Responsibility Starts at Home
Green vibe spreads through Vermont health system
By Mark Leiser
Environmental responsibility has been an integral part of the mission at Fletcher Allen Health Care for more than two decades. Lately, however, Fletcher Allen, which operates a 562-bed acute-care hospital in Burlington, Vt., as well as more than 30 patient care sites throughout the region, has been a model for others in the industry.
Earlier this year, Practice Greenhealth, a networking organization that helps healthcare institutions commit to sustainable, eco-friendly practices, inducted Fletcher Allen into its Environmental Leadership Circle. The honor is reserved for entities that demonstrate outstanding commitment to reducing their operations’ environmental footprint.
As with most prior inductees, Fletcher Allen didn’t set out for recognition. “It wasn’t so much us trying to be at the forefront,” says Louis Dinneen, Fletcher Allen’s director of facilities management. “We’ve always had a strong culture of environmental awareness. The feeling really was more along the lines of, ‘What else can we do?’ ”

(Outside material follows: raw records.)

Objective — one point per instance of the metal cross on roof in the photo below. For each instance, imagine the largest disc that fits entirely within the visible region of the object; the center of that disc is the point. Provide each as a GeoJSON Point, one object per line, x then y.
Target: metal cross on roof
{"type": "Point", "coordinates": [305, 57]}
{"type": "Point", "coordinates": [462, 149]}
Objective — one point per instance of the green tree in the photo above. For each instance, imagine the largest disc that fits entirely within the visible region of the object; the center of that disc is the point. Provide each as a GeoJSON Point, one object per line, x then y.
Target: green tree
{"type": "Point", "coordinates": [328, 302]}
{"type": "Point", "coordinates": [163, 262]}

The answer? Plenty. And many of its actions have yielded significant cost savings. In the past year, Fletcher Allen:
- Replaced an aging air handler with a more efficient water-chilled model. The new unit cost about $57,000, but it is expected to conserve 4.6 million gallons of water each year. That will translate to $36,000 in annual savings, helping recoup the initial investment within two years.
- Signed a three-year contract with two vendors to recycle operating-room instruments, a move expected to save more than $380,000.
- Composted more than 286 tons of waste and set a goal to recycle an additional 40 tons this year, which would save several thousand dollars in landfill hauling and tipping fees.
- Reduced its energy consumption on its main campus by 8% by tackling projects both large, such as replacing the air handler, and small, such as adding insulation on steam valves and shifting to more efficient lighting.
In 2009, Fletcher Allen set out to reduce consumption by another 1 million kilowatt hours. It easily surpassed the target, reducing consumption by about 2.5 million kilowatt hours as of late July and saving an estimated $250,000 in utility costs in the first seven months of the year.
The efforts also carry over into nutrition services. In 2006, Fletcher Allen signed the Healthy Food in Health Care Pledge, which contends that the methods used to produce and distribute foods often are not aligned with dietary guidelines and rely too heavily on practices that adversely affect public health and the environment. Signing the pledge “solidified” efforts to buy goods from local farms to cut down on transportation and reduce pollution, says Diane Imrie, director of nutrition services. Managers and supervisors also identified ways to reduce waste, so everything a person “eats on, in, or with is either recyclable or compostable,” Imrie says.
The hospital stopped using foam and plastic cups and plates, instead choosing products made from 100% reclaimed fibers that fully degrade into water, carbon dioxide, and organic material when composted. They replaced disposable catering trays with reusable trays, a move that saves about $1,000 a year.
And in May, the medical center unveiled its new Harvest Café. The facility is designed to be “the most sustainable cafe in healthcare” across the country, Imrie says. “That was a pretty lofty goal,” she adds. “We have a lot of work to do, but we have come a long way.”
The menu at the cafe—referred to by some in-house as “the starship”—incorporates such locally grown organic fare as soy milk and squash. It serves turkey and chicken raised without nontherapeutic antibiotics or arsenical compounds, and it also offers fair-trade coffee, which is produced without pesticides.
Fletcher Allen occasionally uses consultants to help identify ways to maximize efficiency and reduce the system’s environmental footprint, but most initiatives start internally and develop through the efforts of employees in each department, Dinneen says.
“Initially, you go for the low-hanging fruit,” he explains. “The further you go along, you find each initiative you take on is a little bit harder to do.”
That doesn’t mean Fletcher Allen is slowing down.
“Because we’ve implemented so much already, we tend not to look at what the obstacles are,” Dinneen says. “We just say, ‘What are we going to do?’ We’ve learned to barge through and find a way to do it.”